The Second Circuit has delineated three factors that a court may look to in determining whether a particular right was clearly established at the time the defendants acted. These factors include:
(1) whether the right in question was defined with "reasonable specificity"; (2) whether the decisional law of the Supreme Court and the applicable circuit court support the existence of the right in question; and (3) whether under preexisting law a reasonable defendant official would have understood that his or her acts were unlawful.
Jermosen v. Smith, 945 F.2d 547, 550 (2d Cir. 1991), cert. denied 503 U.S. 962, 112 S. Ct. 1565, 118 L. Ed. 2d 211 (1992).
In determining qualified immunity, therefore, the initial inquiry must focus on the right that is deemed to have been violated by the defendants. In the case at bar, this inquiry is made more difficult by the fact that the parties do not agree as to what particular right may have been violated. Plaintiff asserts that the Rehabilitation Act requires the state to provide him with all necessary rehabilitation services, and that such services cannot be denied without taking into account the individual needs of the clients. Accordingly, plaintiff asserts that regulation 1350.00 is illegal because it is a blanket prohibition that denies him his right to receive necessary services. Plaintiff's Supp. Mem. at 17. However, defendants maintain that there is no clearly established legal right which requires "states to provide individuals with disabilities with compensation for factory-available options in vehicles they purchase." Def. Supp. Mem. at 14-15.
"The practical application of [the 'clearly established'] standard depends substantially upon the level of generality at which the relevant legal [right] is to be identified." Alvarado v. Picur, 859 F.2d 448, 452 (7th Cir. 1988). Therefore, the more generalized the right, the more likely that it will be deemed to have been "clearly established." For purposes of this analysis, the Court will assume that the right as proposed by plaintiff, being the more generalized, is the right at issue in this case.
I. Was the "Right" Defined with "Reasonable Specificity?"10
The Rehabilitation Act mandates that state plans "shall provide, at a minimum, for the provision of . . . vocational rehabilitation services." 29 U.S.C. § 721(a)(8). Vocational rehabilitation services are subsequently defined as "any goods or services necessary to render a handicapped individual employable." Id. § 723(a).
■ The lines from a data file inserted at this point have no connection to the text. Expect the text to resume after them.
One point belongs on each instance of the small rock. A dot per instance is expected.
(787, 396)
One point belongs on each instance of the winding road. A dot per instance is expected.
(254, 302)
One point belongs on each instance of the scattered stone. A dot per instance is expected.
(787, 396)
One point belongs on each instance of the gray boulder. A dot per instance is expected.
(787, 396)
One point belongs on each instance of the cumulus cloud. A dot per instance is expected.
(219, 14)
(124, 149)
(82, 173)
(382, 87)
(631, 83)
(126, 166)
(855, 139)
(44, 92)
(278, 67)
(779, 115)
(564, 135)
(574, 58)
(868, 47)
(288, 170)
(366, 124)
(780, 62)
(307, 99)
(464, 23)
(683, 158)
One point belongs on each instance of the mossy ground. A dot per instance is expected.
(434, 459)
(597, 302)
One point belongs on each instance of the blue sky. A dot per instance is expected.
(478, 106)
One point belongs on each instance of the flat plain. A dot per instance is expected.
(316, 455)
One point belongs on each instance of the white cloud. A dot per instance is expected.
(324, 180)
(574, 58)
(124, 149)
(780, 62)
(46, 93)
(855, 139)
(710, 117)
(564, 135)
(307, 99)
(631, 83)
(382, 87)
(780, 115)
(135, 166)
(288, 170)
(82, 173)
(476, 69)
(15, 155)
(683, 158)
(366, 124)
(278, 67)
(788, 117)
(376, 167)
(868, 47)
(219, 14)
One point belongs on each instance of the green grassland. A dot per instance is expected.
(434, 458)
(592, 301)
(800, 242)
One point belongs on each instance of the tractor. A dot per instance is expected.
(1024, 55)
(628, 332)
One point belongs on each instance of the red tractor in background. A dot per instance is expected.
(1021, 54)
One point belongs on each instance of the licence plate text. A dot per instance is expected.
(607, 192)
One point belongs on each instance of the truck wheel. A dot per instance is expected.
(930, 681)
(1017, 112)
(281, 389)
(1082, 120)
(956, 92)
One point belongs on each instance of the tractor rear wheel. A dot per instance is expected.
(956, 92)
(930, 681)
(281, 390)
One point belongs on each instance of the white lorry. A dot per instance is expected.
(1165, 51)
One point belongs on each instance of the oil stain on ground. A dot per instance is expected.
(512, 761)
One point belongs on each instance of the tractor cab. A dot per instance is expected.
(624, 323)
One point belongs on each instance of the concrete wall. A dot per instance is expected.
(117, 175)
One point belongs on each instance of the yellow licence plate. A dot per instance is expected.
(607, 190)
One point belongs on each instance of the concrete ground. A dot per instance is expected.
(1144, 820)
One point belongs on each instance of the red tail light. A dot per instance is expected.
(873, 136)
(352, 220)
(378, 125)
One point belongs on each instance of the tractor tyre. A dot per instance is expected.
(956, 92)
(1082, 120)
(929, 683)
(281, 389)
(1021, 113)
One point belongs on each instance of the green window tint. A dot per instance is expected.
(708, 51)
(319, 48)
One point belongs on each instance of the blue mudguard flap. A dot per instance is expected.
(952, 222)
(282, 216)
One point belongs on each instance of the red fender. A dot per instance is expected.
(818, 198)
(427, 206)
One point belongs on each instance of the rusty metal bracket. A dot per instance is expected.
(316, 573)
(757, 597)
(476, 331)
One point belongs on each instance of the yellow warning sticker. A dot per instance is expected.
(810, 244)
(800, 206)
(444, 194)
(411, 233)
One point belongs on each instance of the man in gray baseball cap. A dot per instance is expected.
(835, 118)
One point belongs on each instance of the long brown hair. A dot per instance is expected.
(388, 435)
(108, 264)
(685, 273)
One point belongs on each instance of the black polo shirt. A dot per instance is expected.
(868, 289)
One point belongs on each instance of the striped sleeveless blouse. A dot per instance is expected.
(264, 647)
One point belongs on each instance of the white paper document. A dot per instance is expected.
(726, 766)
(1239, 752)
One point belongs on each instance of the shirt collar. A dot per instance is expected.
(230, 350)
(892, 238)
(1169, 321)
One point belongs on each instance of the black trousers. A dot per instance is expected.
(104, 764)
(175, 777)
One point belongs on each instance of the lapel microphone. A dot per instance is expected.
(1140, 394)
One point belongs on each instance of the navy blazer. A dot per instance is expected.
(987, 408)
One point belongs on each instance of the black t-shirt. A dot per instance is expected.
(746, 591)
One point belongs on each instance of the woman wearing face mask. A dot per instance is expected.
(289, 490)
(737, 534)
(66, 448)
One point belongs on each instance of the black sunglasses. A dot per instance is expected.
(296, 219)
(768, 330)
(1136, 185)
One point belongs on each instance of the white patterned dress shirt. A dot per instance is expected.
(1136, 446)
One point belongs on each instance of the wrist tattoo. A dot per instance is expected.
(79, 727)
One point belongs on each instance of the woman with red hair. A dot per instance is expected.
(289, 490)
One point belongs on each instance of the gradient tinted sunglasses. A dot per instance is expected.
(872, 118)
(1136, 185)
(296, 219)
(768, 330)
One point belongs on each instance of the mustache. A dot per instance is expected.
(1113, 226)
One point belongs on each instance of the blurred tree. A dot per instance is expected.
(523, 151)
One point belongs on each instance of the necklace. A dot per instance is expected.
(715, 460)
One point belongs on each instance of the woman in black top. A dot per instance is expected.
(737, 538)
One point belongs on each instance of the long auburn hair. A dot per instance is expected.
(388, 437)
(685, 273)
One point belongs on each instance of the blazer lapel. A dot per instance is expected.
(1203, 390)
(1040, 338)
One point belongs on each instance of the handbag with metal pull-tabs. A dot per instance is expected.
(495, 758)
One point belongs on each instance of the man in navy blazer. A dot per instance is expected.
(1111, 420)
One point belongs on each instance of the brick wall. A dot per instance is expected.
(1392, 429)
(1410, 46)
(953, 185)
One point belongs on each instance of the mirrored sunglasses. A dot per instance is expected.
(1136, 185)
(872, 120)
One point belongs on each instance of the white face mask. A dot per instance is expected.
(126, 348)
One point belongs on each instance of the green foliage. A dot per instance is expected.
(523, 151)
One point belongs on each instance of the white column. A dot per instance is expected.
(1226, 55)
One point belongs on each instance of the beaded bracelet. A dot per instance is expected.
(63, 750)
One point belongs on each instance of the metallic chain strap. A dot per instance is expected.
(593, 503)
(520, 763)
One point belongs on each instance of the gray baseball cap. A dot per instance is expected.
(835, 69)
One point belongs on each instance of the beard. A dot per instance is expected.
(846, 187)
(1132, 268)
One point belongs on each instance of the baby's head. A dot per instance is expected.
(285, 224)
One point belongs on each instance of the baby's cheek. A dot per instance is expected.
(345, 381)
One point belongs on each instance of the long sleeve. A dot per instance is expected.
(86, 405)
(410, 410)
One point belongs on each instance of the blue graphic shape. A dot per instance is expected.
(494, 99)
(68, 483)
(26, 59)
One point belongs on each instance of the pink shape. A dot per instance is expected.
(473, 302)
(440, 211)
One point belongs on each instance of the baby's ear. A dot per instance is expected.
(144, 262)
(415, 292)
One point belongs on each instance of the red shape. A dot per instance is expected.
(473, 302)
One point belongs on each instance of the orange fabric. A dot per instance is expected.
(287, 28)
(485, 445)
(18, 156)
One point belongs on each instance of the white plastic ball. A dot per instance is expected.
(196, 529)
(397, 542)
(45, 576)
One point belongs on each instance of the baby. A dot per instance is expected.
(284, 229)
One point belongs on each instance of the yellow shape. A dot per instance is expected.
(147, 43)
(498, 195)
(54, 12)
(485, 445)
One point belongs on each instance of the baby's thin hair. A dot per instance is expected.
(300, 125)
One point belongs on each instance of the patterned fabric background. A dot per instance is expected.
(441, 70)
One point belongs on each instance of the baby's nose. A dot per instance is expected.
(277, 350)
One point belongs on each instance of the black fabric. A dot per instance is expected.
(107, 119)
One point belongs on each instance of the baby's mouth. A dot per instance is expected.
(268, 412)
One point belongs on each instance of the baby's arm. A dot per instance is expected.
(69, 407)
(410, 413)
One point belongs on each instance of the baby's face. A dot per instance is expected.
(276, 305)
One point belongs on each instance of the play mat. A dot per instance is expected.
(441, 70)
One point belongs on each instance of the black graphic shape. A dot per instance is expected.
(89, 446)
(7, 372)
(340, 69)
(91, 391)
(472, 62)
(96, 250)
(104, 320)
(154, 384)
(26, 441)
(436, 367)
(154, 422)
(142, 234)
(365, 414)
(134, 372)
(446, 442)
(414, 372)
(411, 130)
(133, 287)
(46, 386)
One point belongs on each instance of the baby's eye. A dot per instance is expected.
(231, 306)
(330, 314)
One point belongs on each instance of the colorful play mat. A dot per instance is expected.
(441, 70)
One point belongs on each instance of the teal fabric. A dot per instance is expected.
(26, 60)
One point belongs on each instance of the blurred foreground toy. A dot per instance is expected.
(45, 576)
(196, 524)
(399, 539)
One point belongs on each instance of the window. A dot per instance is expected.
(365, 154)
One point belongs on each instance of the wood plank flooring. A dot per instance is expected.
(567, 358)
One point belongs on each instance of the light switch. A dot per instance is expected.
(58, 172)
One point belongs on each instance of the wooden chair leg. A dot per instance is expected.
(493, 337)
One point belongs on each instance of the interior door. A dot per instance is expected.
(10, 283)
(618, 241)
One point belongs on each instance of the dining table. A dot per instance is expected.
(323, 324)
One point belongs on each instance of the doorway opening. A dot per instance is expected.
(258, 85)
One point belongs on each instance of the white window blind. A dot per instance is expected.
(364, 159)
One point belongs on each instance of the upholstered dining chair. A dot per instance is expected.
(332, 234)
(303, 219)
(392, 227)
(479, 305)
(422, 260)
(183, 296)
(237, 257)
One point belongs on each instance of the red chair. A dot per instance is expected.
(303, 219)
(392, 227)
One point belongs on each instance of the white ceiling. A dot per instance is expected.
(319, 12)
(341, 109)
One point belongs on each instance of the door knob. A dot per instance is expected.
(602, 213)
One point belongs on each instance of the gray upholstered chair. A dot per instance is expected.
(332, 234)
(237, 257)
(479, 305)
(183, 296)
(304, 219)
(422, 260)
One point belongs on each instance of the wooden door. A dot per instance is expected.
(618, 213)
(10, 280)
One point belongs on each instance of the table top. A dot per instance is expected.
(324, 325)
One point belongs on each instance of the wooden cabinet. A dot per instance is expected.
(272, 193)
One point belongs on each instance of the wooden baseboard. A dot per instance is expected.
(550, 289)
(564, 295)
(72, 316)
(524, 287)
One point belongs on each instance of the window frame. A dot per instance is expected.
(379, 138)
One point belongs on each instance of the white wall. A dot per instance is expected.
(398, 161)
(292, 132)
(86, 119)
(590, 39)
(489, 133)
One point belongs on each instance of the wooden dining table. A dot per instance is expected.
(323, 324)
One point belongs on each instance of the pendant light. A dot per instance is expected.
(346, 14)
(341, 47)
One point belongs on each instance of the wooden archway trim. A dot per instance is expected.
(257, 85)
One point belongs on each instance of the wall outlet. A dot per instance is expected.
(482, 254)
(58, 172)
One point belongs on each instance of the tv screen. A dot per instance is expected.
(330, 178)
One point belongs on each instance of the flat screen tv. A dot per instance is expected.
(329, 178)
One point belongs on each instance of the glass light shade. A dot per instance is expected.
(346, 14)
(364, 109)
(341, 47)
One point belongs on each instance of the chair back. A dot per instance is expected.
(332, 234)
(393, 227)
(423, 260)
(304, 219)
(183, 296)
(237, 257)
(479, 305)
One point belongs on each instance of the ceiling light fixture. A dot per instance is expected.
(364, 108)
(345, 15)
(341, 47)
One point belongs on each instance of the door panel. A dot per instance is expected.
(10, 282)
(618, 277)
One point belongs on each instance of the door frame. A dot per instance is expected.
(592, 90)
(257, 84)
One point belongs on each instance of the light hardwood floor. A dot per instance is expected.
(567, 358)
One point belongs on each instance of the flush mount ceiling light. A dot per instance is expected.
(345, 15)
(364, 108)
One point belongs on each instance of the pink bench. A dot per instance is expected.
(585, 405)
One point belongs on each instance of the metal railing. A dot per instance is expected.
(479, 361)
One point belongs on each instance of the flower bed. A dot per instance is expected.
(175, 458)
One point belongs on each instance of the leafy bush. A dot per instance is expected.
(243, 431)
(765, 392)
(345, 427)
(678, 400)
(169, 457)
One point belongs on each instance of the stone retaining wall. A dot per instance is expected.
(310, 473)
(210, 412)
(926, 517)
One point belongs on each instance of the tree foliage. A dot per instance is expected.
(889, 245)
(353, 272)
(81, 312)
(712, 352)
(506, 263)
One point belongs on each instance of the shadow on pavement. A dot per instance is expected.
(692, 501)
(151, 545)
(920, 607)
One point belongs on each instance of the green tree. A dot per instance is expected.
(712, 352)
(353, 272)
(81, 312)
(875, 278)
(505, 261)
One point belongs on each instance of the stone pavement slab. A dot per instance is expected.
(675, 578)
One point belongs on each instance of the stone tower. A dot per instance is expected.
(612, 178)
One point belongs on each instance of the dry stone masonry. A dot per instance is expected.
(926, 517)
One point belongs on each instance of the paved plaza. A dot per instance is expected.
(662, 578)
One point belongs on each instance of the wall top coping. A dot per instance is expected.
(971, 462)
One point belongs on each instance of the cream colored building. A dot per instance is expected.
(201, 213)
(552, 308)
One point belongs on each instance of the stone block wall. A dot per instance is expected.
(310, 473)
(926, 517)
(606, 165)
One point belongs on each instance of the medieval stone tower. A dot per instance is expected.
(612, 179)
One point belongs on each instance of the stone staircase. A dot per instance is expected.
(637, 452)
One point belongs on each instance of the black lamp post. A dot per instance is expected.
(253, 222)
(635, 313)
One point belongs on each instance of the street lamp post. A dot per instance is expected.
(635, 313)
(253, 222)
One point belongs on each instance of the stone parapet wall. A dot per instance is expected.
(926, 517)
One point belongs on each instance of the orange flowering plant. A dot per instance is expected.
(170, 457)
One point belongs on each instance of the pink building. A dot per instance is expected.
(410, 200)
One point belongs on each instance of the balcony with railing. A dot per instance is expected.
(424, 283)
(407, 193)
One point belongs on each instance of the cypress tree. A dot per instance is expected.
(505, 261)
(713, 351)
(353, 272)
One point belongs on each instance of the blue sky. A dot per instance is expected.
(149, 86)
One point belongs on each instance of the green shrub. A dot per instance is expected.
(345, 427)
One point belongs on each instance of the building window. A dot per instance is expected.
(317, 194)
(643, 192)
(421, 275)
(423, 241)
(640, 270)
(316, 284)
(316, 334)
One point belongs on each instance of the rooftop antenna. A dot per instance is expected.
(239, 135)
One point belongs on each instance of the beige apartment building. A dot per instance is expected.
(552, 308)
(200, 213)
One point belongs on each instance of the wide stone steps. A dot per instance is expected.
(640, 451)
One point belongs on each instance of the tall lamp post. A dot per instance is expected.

The Act requires states to provide all of the goods and services specifically described in section 723 of the Act, unless the client can receive similar benefits under any other program.
One of the services which states are required to provide, unless the client can receive similar benefits under another program, is "transportation in connection with the rendering of any vocational rehabilitation service." Id. § 723(a)(10). Additionally, in 1986, the Act was amended to include "Rehabilitation Engineering Services" as an additional benefit available to eligible clients. These services were defined as
the systematic application of technologies, engineering methodologies, or scientific principles to meet the needs of and address the barriers confronted by individuals with handicaps in areas which include education, rehabilitation, employment, transportation, independent living, and recreation.